Software Engineer - Data Processing Platform (Hoodie)

Company Name: Uber
Location: San Francisco, CA
Date Posted: 15th Mar, 2017
  • As a member of the Data Processing Platform team, you will help redefine how compute and data processing in done for massively large data sets in Uber.
  • You will focus on delivering production systems that will be the bedrock of the most demanding workloads in Uber, with a focus on engineering for self-healing and reduced operational complexity which works as a turnkey solution for many diverse workloads.
  • You will be responsible for coming up with solutions for reducing end-to-end latencies of multi-terabyte scale pipelines to a few minutes and implement them on some of the most business critical data feeds at Uber.
  • You will be a core contributor to the future of Hoodie ( and other open source projects this team will be working on.
  • You will work on open problems like ingesting updates to HDFS at scale, supporting large complex stream-stream and stream-dataset joins, unification of stream and batch processing etc.
  • You will be challenged to understand and architect solutions related to consistency, durability, failure recovery scenarios, storage formats, indexing techniques and query optimizations.



Qualifications and Required Skills

  • Bachelor's degree or higher in an engineering field (Computer Science, Computer Engineering, etc) with solid fundamentals
  • 5+ years experience designing, implementing and productionising large scale distributed systems
  • Clear abstract thinking around hard problems and deep conceptual understanding of complex systems and the ability to communicate design ideas very clearly
  • Ability to create right abstractions and write clean concise code that is self-documenting and expertise in at least one programming languages (Java, Go, Scala, C/C++, etc), right down to the runtime.
  • Deep understanding of a massively parallel computing framework like Apache Spark and thorough knowledge and understanding of database and file system internals.
  • Understand fundamental tradeoffs in large scale systems and have strong opinions on how systems should be architected and how choices affects throughput,  latency, scan performance, write throughput etc
  • Always curious about how things break with scale, with ability to quickly validate a claim with a simple prototype

Nice to Have Skills (it would be great if you could check some of these boxes!)

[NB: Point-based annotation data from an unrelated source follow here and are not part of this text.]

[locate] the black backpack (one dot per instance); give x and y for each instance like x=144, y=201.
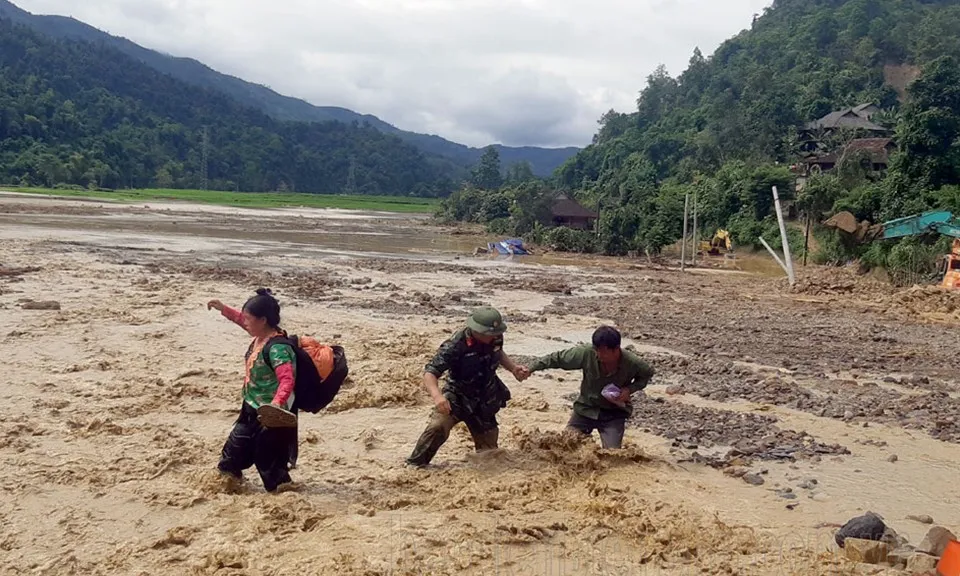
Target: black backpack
x=311, y=392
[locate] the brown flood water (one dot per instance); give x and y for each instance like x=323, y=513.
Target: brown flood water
x=181, y=227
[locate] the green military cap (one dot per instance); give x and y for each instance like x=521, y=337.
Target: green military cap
x=486, y=322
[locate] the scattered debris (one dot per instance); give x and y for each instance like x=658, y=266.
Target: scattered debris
x=921, y=563
x=866, y=551
x=42, y=305
x=936, y=540
x=753, y=479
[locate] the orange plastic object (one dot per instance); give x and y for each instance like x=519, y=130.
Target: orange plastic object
x=949, y=564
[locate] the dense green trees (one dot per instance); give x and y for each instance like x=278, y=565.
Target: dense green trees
x=85, y=114
x=728, y=127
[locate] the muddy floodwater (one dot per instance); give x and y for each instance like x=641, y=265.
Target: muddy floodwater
x=776, y=414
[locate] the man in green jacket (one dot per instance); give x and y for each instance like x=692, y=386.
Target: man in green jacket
x=603, y=364
x=473, y=393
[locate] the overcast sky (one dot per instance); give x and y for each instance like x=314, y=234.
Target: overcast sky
x=517, y=72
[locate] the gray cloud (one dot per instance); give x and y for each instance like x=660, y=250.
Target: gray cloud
x=517, y=72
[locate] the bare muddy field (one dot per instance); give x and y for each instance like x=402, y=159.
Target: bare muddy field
x=775, y=415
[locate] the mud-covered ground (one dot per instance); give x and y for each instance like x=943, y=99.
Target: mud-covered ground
x=774, y=411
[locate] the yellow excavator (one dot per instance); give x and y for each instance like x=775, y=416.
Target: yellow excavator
x=936, y=222
x=719, y=244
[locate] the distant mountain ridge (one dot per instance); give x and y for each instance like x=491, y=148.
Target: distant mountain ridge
x=543, y=160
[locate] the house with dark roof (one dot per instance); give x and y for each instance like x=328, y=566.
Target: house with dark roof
x=858, y=119
x=566, y=211
x=875, y=151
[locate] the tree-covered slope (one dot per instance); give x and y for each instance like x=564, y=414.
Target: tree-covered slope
x=543, y=160
x=78, y=112
x=799, y=60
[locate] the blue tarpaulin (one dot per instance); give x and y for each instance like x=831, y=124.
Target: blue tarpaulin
x=511, y=246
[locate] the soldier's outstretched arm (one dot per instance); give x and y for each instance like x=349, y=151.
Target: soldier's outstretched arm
x=519, y=372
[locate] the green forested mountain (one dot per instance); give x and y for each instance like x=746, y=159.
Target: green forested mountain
x=727, y=127
x=732, y=125
x=800, y=60
x=83, y=113
x=542, y=160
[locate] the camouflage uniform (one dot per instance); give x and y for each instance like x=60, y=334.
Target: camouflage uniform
x=474, y=390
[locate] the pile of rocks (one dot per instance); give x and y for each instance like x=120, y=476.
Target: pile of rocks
x=867, y=539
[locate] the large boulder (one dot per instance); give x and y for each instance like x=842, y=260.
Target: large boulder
x=870, y=526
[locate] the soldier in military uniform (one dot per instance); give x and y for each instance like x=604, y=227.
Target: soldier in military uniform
x=473, y=393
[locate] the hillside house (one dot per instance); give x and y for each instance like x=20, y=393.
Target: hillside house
x=568, y=212
x=875, y=151
x=858, y=118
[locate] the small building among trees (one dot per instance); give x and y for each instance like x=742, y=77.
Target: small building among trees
x=565, y=211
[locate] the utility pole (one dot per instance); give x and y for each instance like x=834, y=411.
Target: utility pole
x=683, y=244
x=695, y=247
x=783, y=235
x=206, y=156
x=352, y=176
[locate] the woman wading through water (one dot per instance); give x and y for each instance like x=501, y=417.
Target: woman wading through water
x=266, y=430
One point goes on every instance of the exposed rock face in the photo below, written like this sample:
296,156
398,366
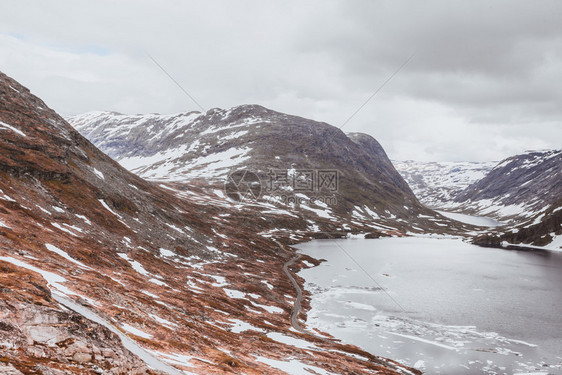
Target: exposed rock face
194,278
203,148
437,184
518,188
35,334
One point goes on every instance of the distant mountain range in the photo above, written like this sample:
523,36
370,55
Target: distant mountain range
104,272
523,191
437,184
204,148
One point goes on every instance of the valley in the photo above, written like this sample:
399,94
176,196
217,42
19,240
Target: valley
138,248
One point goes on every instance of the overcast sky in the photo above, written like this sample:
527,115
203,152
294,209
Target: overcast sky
484,83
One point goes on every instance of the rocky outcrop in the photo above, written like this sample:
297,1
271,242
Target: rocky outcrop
517,189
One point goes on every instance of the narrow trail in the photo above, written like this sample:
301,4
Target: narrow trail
297,309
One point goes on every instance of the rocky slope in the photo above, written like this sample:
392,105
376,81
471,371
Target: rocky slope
517,189
436,184
294,160
103,272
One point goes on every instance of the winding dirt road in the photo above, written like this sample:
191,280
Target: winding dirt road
297,307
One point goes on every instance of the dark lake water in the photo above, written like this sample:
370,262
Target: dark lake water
440,305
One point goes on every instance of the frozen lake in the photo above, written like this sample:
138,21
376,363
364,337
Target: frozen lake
446,307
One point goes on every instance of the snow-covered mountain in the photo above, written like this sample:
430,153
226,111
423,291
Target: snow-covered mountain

  • Open source contributions to a storage or compute system (Apache Spark, Apache Parquet, RocksDB etc)
  • Have fundamentally rethought about an existing status quo and pitched a ideal solution to management and rallied troops to deliver towards reaching the solution.
  • You are addicted to writing concise functional programming code and you take more time writing tests than actual code.
  • Excited about evangelizing and open-sourcing the technology you build and give technical talks on various conferences.